Now, with iOS 11, you don’t need to know that backup passcode to access the backup. You can simply reset the backup password — using, again, your iPhone’s lockscreen PIN.
That doesn’t sound so bad at first, right? But it is because, per the Elcomsoft researchers, poking into the iPhone backup on a PC or Mac (especially with software tools such as Elcomsoft’s own $79 Phone Breaker) reveals things that you couldn’t get on the iPhone itself.
These include the Keychain, Apple’s built-in password manager, which stores usernames and passwords for third-party accounts such as Google, Facebook and Twitter.
“This is just scary,” Afonin wrote in his blog post. “Why Apple decided to get rid of the system that used to deliver a seemingly perfect balance between security and convenience is beyond us.”
Apple did not immediately return a request for comment from Tom’s Guide.
You may have heard that brute-forcing an iPhone’s lockscreen PIN is hard. After all, didn’t the FBI have a hell of a time getting into the San Bernardino shooter’s iPhone? Apple makes it hard by increasing the amount of time between each failed guess of a PIN, finally locking the iPhone temporarily after six failed attempts.
However, there are ways to get around these safeguards and brute-force a four-digit PIN in a few days. This $300 device introduced a couple of year ago did so, but may no longer work.
How to at least make this less bad
You should really be using at least a six-digit PIN, which Apple made the default when creating a new PIN in iOS 9, although you can override that easily or continue to use a four-digit PIN on an upgraded device. A six-digit PIN has a million possible combinations; a four-digit one has only 10,000 possible combinations.
Better still is an alphanumeric lockscreen password comprising numbers, punctuation marks, lowercase letters and uppercase letters. Even a four-character password made up of the 85 or so standard U.S. keyboard characters would have something like 50 million possible combinations — not enough for an online password (such as your Apple ID), but fine for a device that drastically limits the rate of brute-force guessing.
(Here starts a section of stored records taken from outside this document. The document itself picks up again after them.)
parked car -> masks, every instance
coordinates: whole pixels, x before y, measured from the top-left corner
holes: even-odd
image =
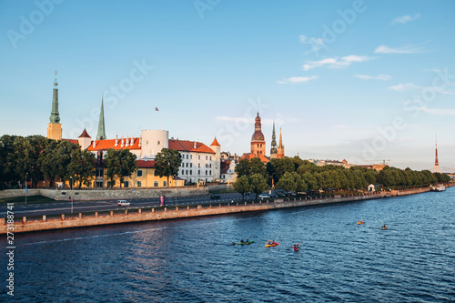
[[[129,207],[131,203],[126,200],[118,200],[116,201],[116,205],[119,207]]]

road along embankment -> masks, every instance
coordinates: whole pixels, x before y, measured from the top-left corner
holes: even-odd
[[[430,188],[407,190],[406,195],[418,194],[427,191],[430,191]],[[394,192],[394,194],[396,194],[394,196],[402,196],[401,194],[405,194],[405,191]],[[83,214],[79,214],[79,216],[76,217],[66,217],[65,215],[61,215],[61,217],[52,219],[46,218],[46,216],[43,216],[43,218],[38,220],[27,220],[26,217],[23,217],[22,220],[15,221],[15,218],[11,218],[12,217],[10,217],[6,219],[0,219],[0,234],[6,234],[6,232],[8,231],[14,233],[21,233],[49,229],[84,227],[109,224],[226,215],[250,211],[264,211],[321,204],[364,201],[389,197],[392,197],[392,192],[376,192],[359,195],[334,196],[331,197],[314,199],[276,199],[275,202],[257,201],[249,203],[245,202],[237,204],[218,204],[216,206],[198,205],[186,207],[173,207],[172,209],[167,209],[167,207],[160,209],[152,208],[151,210],[148,210],[147,212],[143,211],[142,208],[129,210],[126,209],[124,213],[120,214],[111,211],[110,214],[98,216],[98,213],[96,212],[94,216],[92,215],[85,217],[83,216]]]

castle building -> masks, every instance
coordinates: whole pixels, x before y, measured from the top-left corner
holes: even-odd
[[[58,83],[54,82],[54,94],[52,96],[52,111],[49,117],[49,124],[47,125],[47,138],[54,140],[62,139],[62,124],[60,123],[60,116],[58,114]]]
[[[281,127],[279,127],[279,146],[277,148],[277,158],[284,159],[284,146],[283,146],[283,137],[281,136]]]
[[[272,130],[272,143],[270,147],[270,158],[278,157],[278,149],[277,149],[277,136],[275,136],[275,121],[273,121],[273,130]]]

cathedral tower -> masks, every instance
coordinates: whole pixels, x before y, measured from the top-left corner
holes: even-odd
[[[96,134],[96,140],[105,140],[105,139],[106,139],[105,106],[104,106],[104,96],[102,96],[101,110],[99,112],[98,133]]]
[[[258,157],[259,155],[266,156],[266,139],[261,131],[259,112],[256,116],[255,132],[251,136],[251,155]]]
[[[277,149],[277,136],[275,136],[275,121],[273,121],[273,130],[272,130],[272,144],[270,148],[270,158],[276,158],[278,154]]]
[[[284,159],[284,146],[283,146],[283,138],[281,136],[281,127],[279,127],[279,146],[278,148],[277,157],[278,159]]]
[[[47,138],[54,140],[62,139],[62,125],[60,124],[60,116],[58,115],[58,83],[54,82],[54,94],[52,96],[52,111],[49,117],[49,124],[47,125]]]

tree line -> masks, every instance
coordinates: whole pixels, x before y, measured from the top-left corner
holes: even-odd
[[[242,159],[236,166],[238,180],[234,188],[242,195],[247,192],[260,194],[275,185],[286,191],[359,190],[369,184],[381,185],[384,188],[422,187],[450,180],[446,174],[429,170],[415,171],[385,167],[380,171],[341,166],[318,167],[298,157],[273,158],[264,166],[259,158]],[[264,185],[265,184],[265,185]]]

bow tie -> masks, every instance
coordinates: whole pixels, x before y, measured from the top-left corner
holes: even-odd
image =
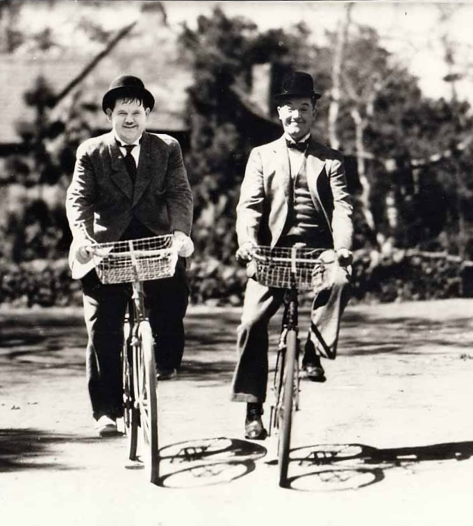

To enable an alphanumeric password, go to Settings, then Touch ID & Passcode. Type in your existing passcode. Select Change Passcode, then type in your existing passcode again. At this stage, select Passcode Options, then select Custom Alphanumeric Code. (Thanks to Tom’s Guide colleague Andrew Freedman for showing us how to do this.)
You wouldn’t need to enter the password every time you unlocked your screen if you have Touch ID or Face ID enabled; you’d need it only when power-cycling your phone, or when you hadn’t used your phone for a few days. It would also be tougher for a “shoulder surfer” to guess your passcode if he’d seen you enter it only once.
So use that alphanumeric password for your lockscreen instead of a PIN. It’s a minor inconvenience made up for with a major improvement in security.